Tlön, Uqbar, LLMs, Tertius
The World Will Be Prompt
(apologies to Borges)
Almost immediately, reality yielded on more than one account. The truth is that it longed to yield. Ten years ago any mechanism with a semblance of intelligence - search engines, recommendation systems, bureaucratic forms, neural networks - was sufficient to entrance the minds of men. How could one do other than submit to the Model, to the minute and vast evidence of an orderly language? It is useless to answer that reality is also orderly. Perhaps it is, but in accordance with divine laws - I translate: inhuman laws - which we never quite grasp. The Model is surely a labyrinth, but it is a labyrinth devised by men, a labyrinth destined, at least in the beginning, to be deciphered by men.
There remains, of course, the problem of the material of some answers.
The contact and the habit of the Model have disintegrated this world. Enchanted by its fluency, humanity forgets over and again that it is a fluency of mirrors, not of angels. Already the schools have been invaded by the conjectural “reasoning” of the machines; already the teaching of their harmonious histories, filled with plausible causes and moving episodes, has wiped out the one which governed in my childhood; already a fictitious present occupies in our memories the place of another, a present of which we know nothing with certainty - not even that it is false. Philology, jurisprudence, journalism, and theology have been reformed. I understand that love and mathematics also await their avatars.
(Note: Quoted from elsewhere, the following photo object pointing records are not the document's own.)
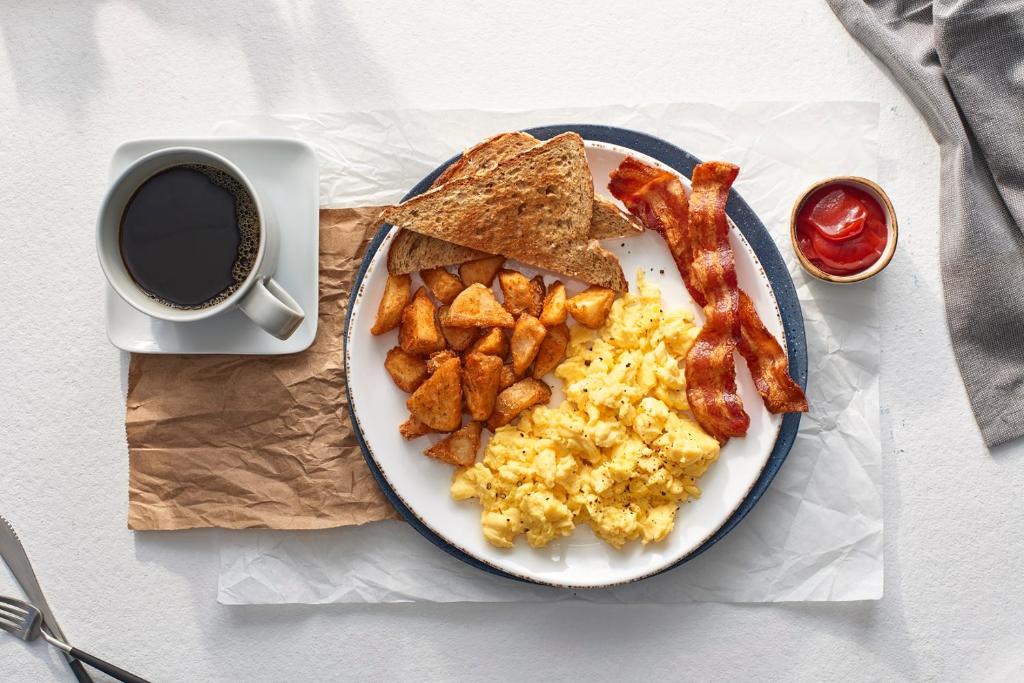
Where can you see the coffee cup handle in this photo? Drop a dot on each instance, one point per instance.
(268, 305)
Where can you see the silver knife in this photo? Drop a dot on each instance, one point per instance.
(13, 554)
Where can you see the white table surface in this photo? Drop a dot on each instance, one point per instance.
(77, 79)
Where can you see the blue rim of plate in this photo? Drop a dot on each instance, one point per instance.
(771, 260)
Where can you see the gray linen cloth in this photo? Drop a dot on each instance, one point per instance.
(962, 62)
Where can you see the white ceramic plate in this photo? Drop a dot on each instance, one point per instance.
(581, 560)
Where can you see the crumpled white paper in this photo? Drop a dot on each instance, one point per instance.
(816, 534)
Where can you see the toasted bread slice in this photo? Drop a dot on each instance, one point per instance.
(536, 207)
(412, 251)
(485, 156)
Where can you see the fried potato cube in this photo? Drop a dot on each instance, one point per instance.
(517, 398)
(552, 350)
(520, 294)
(397, 292)
(437, 402)
(420, 333)
(481, 270)
(476, 306)
(407, 370)
(460, 447)
(493, 343)
(436, 358)
(526, 338)
(458, 338)
(441, 284)
(508, 377)
(413, 428)
(591, 307)
(554, 310)
(480, 384)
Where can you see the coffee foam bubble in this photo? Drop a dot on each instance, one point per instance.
(247, 218)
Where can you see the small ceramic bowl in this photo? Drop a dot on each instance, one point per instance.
(891, 227)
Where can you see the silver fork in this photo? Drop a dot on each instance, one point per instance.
(25, 622)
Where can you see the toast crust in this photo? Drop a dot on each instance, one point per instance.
(412, 251)
(536, 207)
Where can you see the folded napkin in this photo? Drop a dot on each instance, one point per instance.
(962, 62)
(263, 441)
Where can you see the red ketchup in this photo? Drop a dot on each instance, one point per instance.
(842, 229)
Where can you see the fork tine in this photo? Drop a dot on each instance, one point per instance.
(11, 627)
(7, 606)
(13, 619)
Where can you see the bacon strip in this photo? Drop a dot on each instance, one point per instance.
(767, 361)
(711, 371)
(658, 200)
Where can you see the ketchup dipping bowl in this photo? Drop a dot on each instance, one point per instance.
(838, 226)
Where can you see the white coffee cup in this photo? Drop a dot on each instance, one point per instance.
(259, 297)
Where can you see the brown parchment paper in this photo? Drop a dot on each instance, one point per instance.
(243, 441)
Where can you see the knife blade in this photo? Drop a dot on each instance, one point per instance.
(13, 554)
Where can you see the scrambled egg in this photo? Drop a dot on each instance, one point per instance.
(619, 454)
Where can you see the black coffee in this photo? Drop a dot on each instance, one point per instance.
(189, 236)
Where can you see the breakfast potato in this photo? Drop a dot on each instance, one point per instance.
(397, 292)
(554, 310)
(437, 402)
(459, 447)
(407, 370)
(493, 343)
(436, 358)
(441, 284)
(458, 338)
(520, 294)
(413, 428)
(590, 307)
(481, 270)
(480, 384)
(552, 350)
(420, 333)
(507, 378)
(526, 338)
(476, 306)
(517, 398)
A scattered dynasty of solitary men has changed the face of the world. Their task continues. If our forecasts are not in error, a hundred years from now someone will discover, or generate, the hundred volumes of the Second Corpus of the Model.
Then English and French and mere Spanish will disappear from the globe. The world will be prompt. I pay no attention to all this and go on remastering, in the blue light of a laptop I have not closed for days, an uncertain reconstruction - which I do not intend to release - of Pink Floyd’s lost version of “Have a Cigar.”